Investors in U.S.-based mutual funds pumped the most new money into bond funds in nearly three years as the exodus from stock funds continued amid renewed global economic jitters, data from the Investment Company Institute showed on Wednesday.
Bond funds took in $10.87 billion in estimated new money in the week ended Oct. 3, the most since the week ended Oct. 21, 2009, said ICI, a U.S. mutual fund trade organization. The big move into bond funds comes even after the Federal Reserve took steps in September to push down borrowing costs with its plan to buy up to $40 billion in mortgage securities each month.
Stock funds, meanwhile, had outflows of $11.08 billion, the most since Aug. of 2011 and further slipping after losing about $7.55 billion in investor money the previous week.

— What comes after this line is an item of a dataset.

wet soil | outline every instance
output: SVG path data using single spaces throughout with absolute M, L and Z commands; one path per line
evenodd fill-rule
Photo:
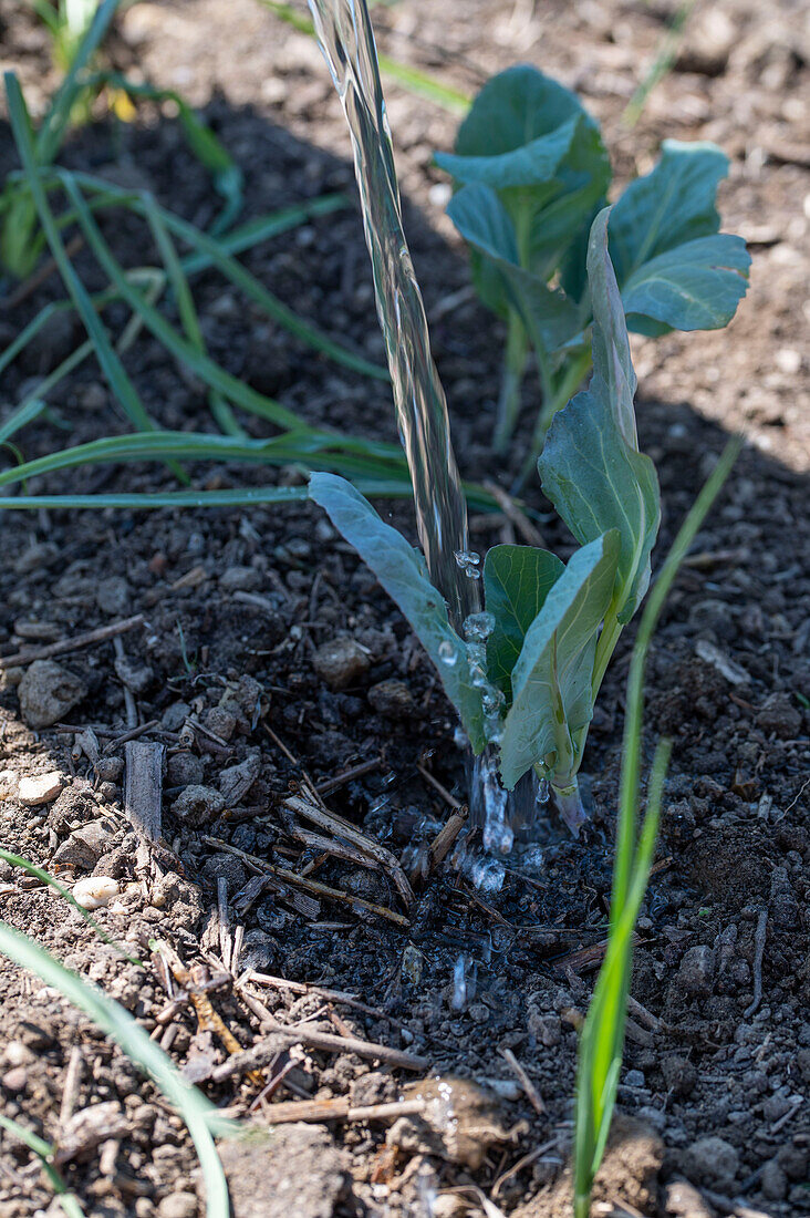
M 666 5 L 552 4 L 535 13 L 521 4 L 507 11 L 402 0 L 378 15 L 386 51 L 459 88 L 474 90 L 491 71 L 521 60 L 577 88 L 605 123 L 620 179 L 646 171 L 664 136 L 714 139 L 732 158 L 721 209 L 754 257 L 739 317 L 722 334 L 635 346 L 639 435 L 664 498 L 659 554 L 727 432 L 742 429 L 748 445 L 650 658 L 648 755 L 667 733 L 674 756 L 638 927 L 620 1113 L 594 1212 L 806 1212 L 806 13 L 787 2 L 766 12 L 733 0 L 698 6 L 676 71 L 632 130 L 621 114 L 672 16 Z M 0 33 L 4 60 L 19 69 L 33 112 L 41 112 L 51 85 L 41 38 L 7 2 Z M 353 197 L 347 136 L 319 56 L 257 5 L 139 4 L 124 16 L 113 55 L 205 106 L 245 169 L 245 218 L 330 190 Z M 434 149 L 452 143 L 454 121 L 387 91 L 459 464 L 470 477 L 507 486 L 510 463 L 498 466 L 487 447 L 501 335 L 469 289 L 431 166 Z M 101 121 L 71 141 L 63 161 L 147 186 L 200 225 L 219 207 L 175 123 L 156 112 L 132 125 Z M 12 164 L 4 134 L 0 171 Z M 102 223 L 124 264 L 155 257 L 134 222 Z M 245 262 L 302 315 L 381 359 L 353 207 L 256 247 Z M 104 286 L 84 251 L 77 267 L 91 289 Z M 51 278 L 13 312 L 0 312 L 0 339 L 10 341 L 57 298 Z M 385 386 L 314 356 L 212 273 L 195 280 L 195 298 L 208 350 L 230 371 L 307 421 L 393 438 Z M 114 333 L 125 322 L 114 311 L 107 318 Z M 6 373 L 4 407 L 80 341 L 72 322 L 49 330 Z M 127 368 L 162 425 L 212 428 L 200 386 L 151 339 L 138 339 Z M 527 435 L 531 380 L 525 396 Z M 49 404 L 49 420 L 24 432 L 27 457 L 68 435 L 76 443 L 125 430 L 90 364 Z M 515 468 L 523 449 L 519 440 Z M 190 473 L 207 487 L 298 477 L 224 465 Z M 168 471 L 132 465 L 79 469 L 69 481 L 43 477 L 32 490 L 174 486 Z M 527 501 L 546 543 L 566 557 L 571 538 L 538 488 Z M 406 505 L 382 510 L 413 535 Z M 503 540 L 514 540 L 507 519 L 474 518 L 476 549 Z M 184 996 L 188 987 L 178 995 L 179 983 L 167 983 L 166 961 L 177 954 L 196 966 L 189 984 L 202 987 L 242 1046 L 268 1046 L 262 1067 L 275 1090 L 255 1117 L 273 1127 L 269 1142 L 223 1151 L 235 1213 L 292 1206 L 325 1218 L 448 1218 L 485 1212 L 486 1203 L 521 1218 L 568 1213 L 576 1035 L 605 934 L 632 631 L 591 732 L 591 821 L 580 838 L 543 822 L 540 849 L 505 860 L 497 892 L 476 888 L 471 855 L 456 850 L 426 881 L 414 881 L 417 898 L 406 909 L 390 868 L 335 857 L 324 831 L 283 805 L 291 784 L 309 782 L 331 812 L 408 862 L 408 848 L 429 842 L 465 798 L 453 715 L 430 665 L 323 516 L 300 505 L 6 513 L 0 579 L 6 658 L 143 614 L 117 643 L 4 665 L 0 838 L 68 887 L 90 875 L 114 879 L 118 895 L 96 916 L 144 967 L 122 961 L 58 896 L 2 862 L 0 910 L 122 1002 L 229 1112 L 246 1117 L 258 1089 L 245 1072 L 216 1077 L 228 1054 L 211 1016 Z M 162 749 L 164 761 L 162 836 L 149 850 L 139 849 L 125 815 L 133 727 L 152 747 L 149 756 Z M 55 798 L 32 804 L 23 780 L 52 772 Z M 130 808 L 133 800 L 130 790 Z M 268 864 L 298 879 L 268 875 Z M 333 894 L 303 889 L 301 878 Z M 161 948 L 150 954 L 150 942 Z M 252 980 L 240 991 L 231 973 L 246 970 L 298 984 Z M 335 993 L 353 995 L 354 1005 Z M 0 999 L 2 1111 L 67 1147 L 62 1170 L 85 1213 L 203 1212 L 192 1147 L 152 1085 L 33 974 L 5 966 Z M 279 1024 L 295 1026 L 297 1040 Z M 317 1047 L 318 1035 L 339 1039 Z M 352 1037 L 410 1055 L 414 1068 L 341 1051 L 340 1038 Z M 440 1089 L 441 1104 L 435 1075 L 460 1080 L 449 1094 Z M 428 1102 L 421 1117 L 368 1116 L 369 1107 L 407 1104 L 414 1094 Z M 281 1105 L 307 1100 L 331 1101 L 341 1114 L 274 1124 L 289 1111 Z M 86 1110 L 100 1135 L 88 1133 Z M 50 1196 L 29 1152 L 4 1135 L 0 1216 L 55 1212 Z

The benchmark S&P 500 rose 1.23 percent over the reporting period after news that U.S. manufacturing activity rose in September, but uncertainty loomed over whether Spain would seek a European bailout to reduce its borrowing costs.
Municipal bond funds attracted about $2.82 billion in inflows during the latest week, the most in the roughly five years on record.
Hybrid funds, which can invest in stocks and fixed income securities, attracted $2.26 billion in inflows, the most since late August.
In related news, ICI announced on Wednesday that Chairman Greg Johnson has been elected to serve for another year. Johnson is also President and chief executive officer of Franklin Resources, Inc and president of Franklin Templeton Companies, LLC.